# Which OS is installed in which drive?



## srimaya_rath (Dec 6, 2006)

Hi All,

I'm having a 40 GB hard disk and it has 4 partitions. In the 4 partitions 4 operating systems are installed (2 WIN XP, 1 WIN 2000 Prof, 1 WIN 98). Now I'm not able to detect which OS is installed in which drive? How to know it? I want to delete all the OS except WIN 2000 Prof. Please help me.

-Srimaya


----------



## Desmond (Dec 6, 2006)

Try the Computer Management (Rt.Click My Comp>Manage). Then click on disk management. It will give a list of partitions on your drive and which File System they have.
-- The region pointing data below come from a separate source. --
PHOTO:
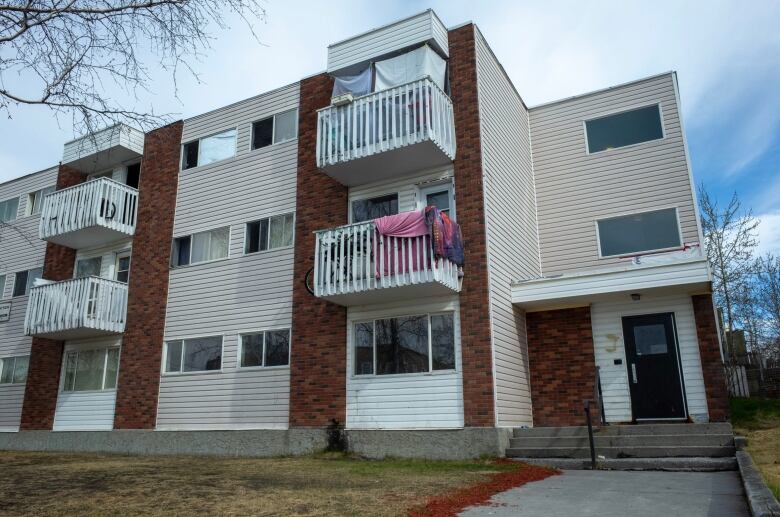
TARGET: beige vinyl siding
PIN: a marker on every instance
(574, 189)
(242, 293)
(20, 249)
(405, 401)
(510, 211)
(606, 321)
You can also delete your partitions from here.


----------



## hemant_mathur (Dec 6, 2006)

Try this :-
1. Open Command Prompt.
2. Type "cd %systemroot%" without quotes.
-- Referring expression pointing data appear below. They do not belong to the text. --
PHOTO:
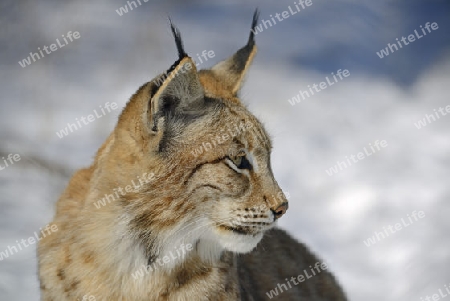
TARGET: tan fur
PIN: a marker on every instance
(199, 200)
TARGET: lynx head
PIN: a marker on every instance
(213, 185)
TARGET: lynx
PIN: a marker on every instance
(176, 226)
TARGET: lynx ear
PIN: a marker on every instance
(179, 96)
(231, 72)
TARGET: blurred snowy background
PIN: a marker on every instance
(380, 100)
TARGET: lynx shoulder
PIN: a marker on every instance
(152, 220)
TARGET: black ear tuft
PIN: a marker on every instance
(177, 35)
(251, 39)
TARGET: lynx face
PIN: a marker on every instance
(214, 186)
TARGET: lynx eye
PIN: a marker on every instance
(240, 161)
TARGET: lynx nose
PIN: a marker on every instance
(280, 211)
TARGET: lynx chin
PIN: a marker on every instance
(224, 202)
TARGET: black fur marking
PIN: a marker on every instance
(181, 54)
(177, 35)
(242, 55)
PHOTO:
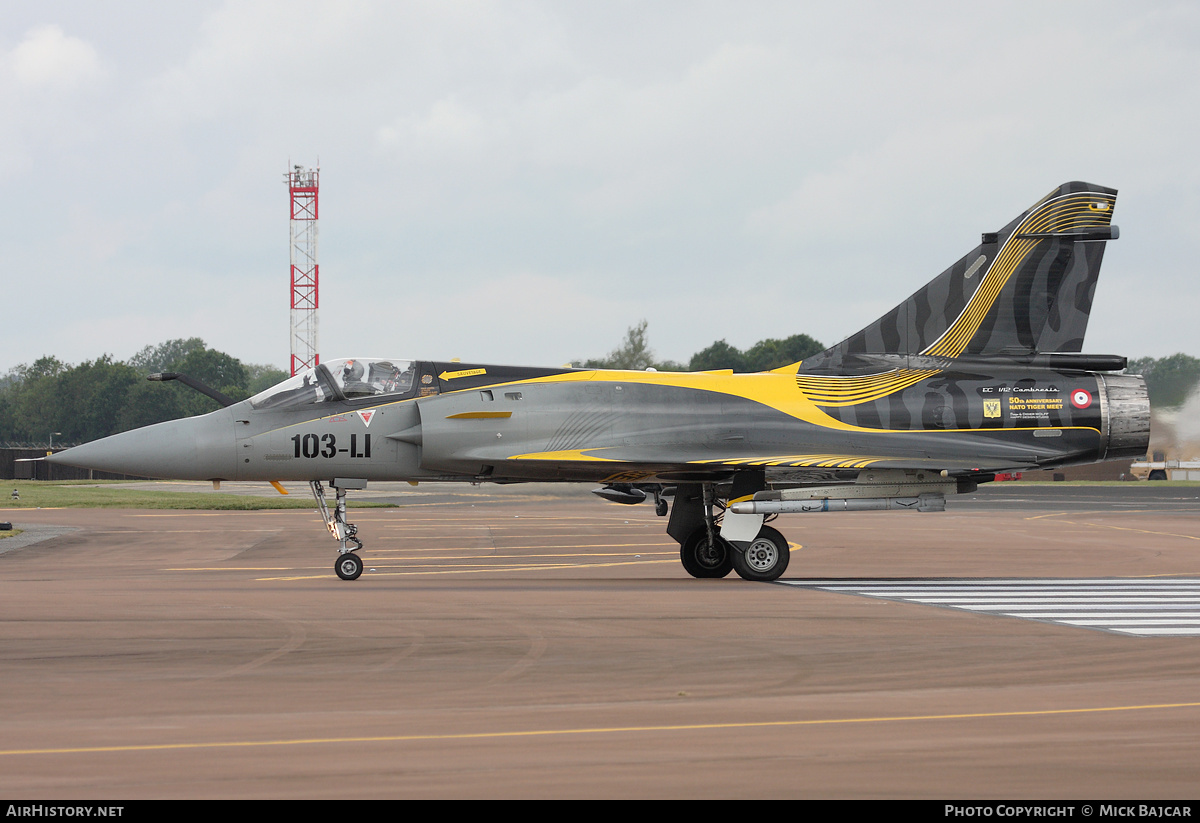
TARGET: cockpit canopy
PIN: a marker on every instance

The display will show something like "c:\windows" indicating 'C' is ur windows drive. Do this on other windows and u'll know what partition they are installed on.


----------



## srimaya_rath (Dec 6, 2006)

I think it'll help me... Thanks...


----------



## jal_desai (Dec 6, 2006)

start>>run type "msconfig" (without the quotes)

click *BOOT.INI*

look for _multi(0)disk(0)rdisk(0)partition*(1)*\WINDOWS...._

if partition(1) then os to the right is on first drive...

if partition(2) then os to the right is on second drive... and so on


----------